USPTO-FDA Study Debunks Critics and Demonstrates the Importance of Protecting IP
The WasteWatcher
Intellectual property (IP) rights drive innovation, and nowhere is that made more abundantly clear than in the pharmaceutical industry. Over the years, the U.S. has become the global leader in new drug research and development leading to new cures for once considered deadly diseases.
Yet, there continue to be ongoing efforts to diminish the IP rights of drug manufacturers despite the high costs to bring a new drug to the market. According to JAMA, the cost to bring a new drug to market ranges from $314 million to $4.46 billion based on various uses and modeling assumptions. So far in 2024, 29 new drug therapies have been approved by the Food and Drug Administration (FDA). These include medications to treat illnesses and diseases like urinary tract infections; unresectable or metastatic esophageal squamous cell carcinoma; hypertension; Duchenne muscular dystrophy; anemia from chronic kidney disease; bladder cancer; infections; lung cancer; and Alzheimer’s disease to name a few.
Efforts to undermine drug patents have been ongoing with proposed regulations and legislation seeking to restrict patent protections based on false allegations of “evergreening” and “thickets.” Some members of Congress have demanded compulsory licensing of patents for drugs, and federal agencies are moving forward to pursue a “whole-of-government” approach in reviewing march-in rights under the Bayh-Dole Act. Even the heavy-handed so-called “Inflation Reduction Act” (IRA) had an adverse impact on new drug development by redirecting research and development dollars toward price reductions of existing medications.

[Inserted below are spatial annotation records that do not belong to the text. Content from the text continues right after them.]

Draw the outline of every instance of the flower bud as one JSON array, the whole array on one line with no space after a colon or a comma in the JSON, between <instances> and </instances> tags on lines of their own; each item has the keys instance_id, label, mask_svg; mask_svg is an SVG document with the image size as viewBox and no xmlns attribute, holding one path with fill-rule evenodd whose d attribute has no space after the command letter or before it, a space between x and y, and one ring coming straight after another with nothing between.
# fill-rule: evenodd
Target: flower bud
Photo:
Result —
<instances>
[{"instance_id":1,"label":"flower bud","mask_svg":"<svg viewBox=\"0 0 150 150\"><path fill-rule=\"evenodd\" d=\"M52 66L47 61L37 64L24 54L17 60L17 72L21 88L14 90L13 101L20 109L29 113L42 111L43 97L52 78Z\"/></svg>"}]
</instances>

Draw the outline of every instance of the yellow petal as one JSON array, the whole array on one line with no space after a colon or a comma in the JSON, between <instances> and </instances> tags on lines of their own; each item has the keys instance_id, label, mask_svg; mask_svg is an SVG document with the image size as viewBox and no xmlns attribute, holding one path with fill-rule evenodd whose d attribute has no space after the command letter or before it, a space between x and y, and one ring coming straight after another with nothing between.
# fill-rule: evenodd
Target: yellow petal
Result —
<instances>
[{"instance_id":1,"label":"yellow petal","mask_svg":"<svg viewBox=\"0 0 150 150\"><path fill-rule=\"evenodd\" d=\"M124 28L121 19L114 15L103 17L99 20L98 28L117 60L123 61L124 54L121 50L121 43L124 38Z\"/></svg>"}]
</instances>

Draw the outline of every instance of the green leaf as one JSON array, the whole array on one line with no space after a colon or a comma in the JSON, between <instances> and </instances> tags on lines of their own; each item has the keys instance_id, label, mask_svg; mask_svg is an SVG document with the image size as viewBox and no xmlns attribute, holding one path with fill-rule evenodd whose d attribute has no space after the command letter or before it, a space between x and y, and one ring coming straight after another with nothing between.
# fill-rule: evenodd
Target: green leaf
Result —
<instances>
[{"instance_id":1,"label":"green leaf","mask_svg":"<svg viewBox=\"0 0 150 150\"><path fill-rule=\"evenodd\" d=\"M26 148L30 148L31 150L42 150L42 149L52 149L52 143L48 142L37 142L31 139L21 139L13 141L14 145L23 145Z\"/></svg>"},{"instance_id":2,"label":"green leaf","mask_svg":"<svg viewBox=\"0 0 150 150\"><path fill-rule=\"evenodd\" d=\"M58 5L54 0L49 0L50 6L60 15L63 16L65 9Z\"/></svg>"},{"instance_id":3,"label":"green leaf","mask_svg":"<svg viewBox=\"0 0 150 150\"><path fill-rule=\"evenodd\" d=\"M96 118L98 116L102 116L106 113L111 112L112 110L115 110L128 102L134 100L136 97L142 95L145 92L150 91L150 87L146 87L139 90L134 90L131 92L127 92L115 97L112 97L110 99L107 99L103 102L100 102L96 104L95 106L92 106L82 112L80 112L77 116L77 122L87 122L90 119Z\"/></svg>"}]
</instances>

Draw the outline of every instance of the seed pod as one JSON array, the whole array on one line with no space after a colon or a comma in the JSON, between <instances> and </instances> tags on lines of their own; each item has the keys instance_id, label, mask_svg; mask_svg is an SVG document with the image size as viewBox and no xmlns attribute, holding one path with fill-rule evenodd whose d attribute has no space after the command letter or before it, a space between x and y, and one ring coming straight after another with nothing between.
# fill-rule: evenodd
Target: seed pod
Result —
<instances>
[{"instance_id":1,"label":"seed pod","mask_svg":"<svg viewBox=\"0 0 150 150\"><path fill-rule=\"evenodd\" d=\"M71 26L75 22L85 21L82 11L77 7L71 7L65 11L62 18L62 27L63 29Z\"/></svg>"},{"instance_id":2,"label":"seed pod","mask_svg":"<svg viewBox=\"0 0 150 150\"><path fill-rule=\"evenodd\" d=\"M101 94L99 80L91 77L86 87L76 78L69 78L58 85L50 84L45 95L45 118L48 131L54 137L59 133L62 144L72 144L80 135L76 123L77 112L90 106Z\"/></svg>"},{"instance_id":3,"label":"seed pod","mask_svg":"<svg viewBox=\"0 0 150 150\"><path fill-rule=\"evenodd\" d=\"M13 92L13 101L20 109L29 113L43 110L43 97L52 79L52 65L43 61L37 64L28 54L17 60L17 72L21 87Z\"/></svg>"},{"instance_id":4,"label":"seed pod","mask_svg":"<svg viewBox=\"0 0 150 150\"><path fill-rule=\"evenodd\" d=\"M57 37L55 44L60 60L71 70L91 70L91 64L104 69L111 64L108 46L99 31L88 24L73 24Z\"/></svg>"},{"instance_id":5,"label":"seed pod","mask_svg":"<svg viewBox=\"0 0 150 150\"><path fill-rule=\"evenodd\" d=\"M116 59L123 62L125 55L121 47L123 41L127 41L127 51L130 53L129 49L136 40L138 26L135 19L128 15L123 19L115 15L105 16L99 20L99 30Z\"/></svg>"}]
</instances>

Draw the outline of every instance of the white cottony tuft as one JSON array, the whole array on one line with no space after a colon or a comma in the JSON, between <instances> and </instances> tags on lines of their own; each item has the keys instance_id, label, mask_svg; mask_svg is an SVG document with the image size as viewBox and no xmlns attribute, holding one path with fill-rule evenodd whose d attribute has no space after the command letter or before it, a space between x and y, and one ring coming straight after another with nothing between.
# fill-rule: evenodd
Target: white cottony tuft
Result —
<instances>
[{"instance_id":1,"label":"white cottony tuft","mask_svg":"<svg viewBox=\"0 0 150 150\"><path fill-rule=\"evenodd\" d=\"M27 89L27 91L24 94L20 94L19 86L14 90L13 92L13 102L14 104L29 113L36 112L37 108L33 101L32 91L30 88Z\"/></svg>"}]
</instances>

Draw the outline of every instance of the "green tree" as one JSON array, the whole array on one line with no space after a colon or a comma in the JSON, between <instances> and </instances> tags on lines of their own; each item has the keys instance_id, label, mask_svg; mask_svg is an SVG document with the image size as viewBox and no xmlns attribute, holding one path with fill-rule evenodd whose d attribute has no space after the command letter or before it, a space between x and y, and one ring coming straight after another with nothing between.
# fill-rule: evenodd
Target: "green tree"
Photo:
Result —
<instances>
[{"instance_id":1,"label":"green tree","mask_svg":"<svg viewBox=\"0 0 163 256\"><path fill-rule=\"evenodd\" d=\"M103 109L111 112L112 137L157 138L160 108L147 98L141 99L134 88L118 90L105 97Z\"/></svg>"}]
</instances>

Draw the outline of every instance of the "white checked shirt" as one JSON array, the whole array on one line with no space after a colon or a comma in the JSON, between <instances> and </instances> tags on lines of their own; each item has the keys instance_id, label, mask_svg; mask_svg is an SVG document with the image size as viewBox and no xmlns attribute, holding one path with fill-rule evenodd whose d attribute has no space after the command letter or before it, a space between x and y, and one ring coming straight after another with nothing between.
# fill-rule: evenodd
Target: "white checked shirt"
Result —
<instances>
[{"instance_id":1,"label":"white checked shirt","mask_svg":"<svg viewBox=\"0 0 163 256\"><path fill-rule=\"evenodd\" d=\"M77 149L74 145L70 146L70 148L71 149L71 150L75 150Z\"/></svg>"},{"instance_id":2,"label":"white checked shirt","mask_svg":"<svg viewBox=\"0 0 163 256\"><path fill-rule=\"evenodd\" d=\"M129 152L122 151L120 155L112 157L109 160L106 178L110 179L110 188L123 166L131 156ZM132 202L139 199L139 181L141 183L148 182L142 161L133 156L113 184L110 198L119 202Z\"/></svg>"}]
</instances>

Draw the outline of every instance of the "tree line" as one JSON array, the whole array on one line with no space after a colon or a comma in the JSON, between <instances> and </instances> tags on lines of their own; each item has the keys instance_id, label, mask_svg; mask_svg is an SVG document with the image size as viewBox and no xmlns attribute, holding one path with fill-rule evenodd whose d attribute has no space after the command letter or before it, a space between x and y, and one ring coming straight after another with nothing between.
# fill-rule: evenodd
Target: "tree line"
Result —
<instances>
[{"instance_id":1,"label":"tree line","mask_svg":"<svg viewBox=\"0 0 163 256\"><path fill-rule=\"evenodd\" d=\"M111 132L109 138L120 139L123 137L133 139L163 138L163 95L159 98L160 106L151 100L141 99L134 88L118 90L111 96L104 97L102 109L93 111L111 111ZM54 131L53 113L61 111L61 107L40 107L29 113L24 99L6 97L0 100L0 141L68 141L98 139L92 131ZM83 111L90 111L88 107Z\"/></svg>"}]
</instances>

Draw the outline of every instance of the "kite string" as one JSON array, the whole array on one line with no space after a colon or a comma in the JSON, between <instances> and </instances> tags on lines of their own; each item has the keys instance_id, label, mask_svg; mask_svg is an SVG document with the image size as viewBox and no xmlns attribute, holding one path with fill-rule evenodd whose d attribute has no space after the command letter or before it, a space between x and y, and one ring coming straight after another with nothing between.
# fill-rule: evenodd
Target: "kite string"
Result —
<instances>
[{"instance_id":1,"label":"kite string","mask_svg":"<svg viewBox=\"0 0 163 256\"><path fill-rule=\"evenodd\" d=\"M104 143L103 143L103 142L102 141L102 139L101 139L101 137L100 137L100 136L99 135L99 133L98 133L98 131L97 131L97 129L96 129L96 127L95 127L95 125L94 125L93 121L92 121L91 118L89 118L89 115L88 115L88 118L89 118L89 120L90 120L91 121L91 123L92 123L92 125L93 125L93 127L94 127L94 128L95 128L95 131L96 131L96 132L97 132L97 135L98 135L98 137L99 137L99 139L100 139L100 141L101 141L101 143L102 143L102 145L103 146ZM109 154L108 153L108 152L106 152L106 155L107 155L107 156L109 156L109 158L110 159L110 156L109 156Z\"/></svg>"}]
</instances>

Citizens Against Government Waste has long raised the alarm about the adverse impact a reduction in IP rights in the pharmaceutical industry would have on the development of new cures for deadly diseases. In response to Sen. Thom Tilles’s (R-N.C.) letters on January 1, 2022, and April 1, 2022, to the U.S. Patent and Trademark Office (USPTO) and the Food and Drug Administration (FDA) regarding claims that patent protections are a cause of high drug prices and requesting the agencies to use accurate and transparent data to conduct an independent assessment of patent-based solutions to drug pricing, the USPTO released a “Drug Patent and Exclusivity Study” on June 7, 2024. The report reaffirms the critical importance of IP and debunks the theories that “patent thickening” or “evergreening” cause higher drug prices.
The report reviewed 25 New Drug Applications (NDA) listed in the Orange Book between 2005 and 2018 and concluded that reviewing “raw numbers of patents and exclusivities is an imprecise way to measure the intellectual property landscape of a drug product because not every patent or exclusivity has the same scope.” The study stated that “pharmaceutical market exclusivity from the time of NDA approval to the launch of a first generic competitor is influenced by a complex interplay of patent law and FDA statutes and regulations. In some cases, however, the timing of the entry of generic products is not fully reflected by a computation of patents and exclusivities and competition could be affected by other factors.” The report should shut down false claims and unproven theories by proponents of patent thickening and evergreening, but those who do not believe in or understand the importance of IP rights to American innovation and global economic leadership seem to be persistent regardless of how much proof there is contrary to their views.
The USPTO and FDA’s independent assessment of the effect pharmaceutical patents have on drug pricing is an important step forward to understanding drug costs and the critical importance of protecting IP rights in the biopharmaceutical industry. Innovation and competition lower costs, and continued efforts to undermine IP rights will hurt patients by stifling the research and development of new life-saving drugs.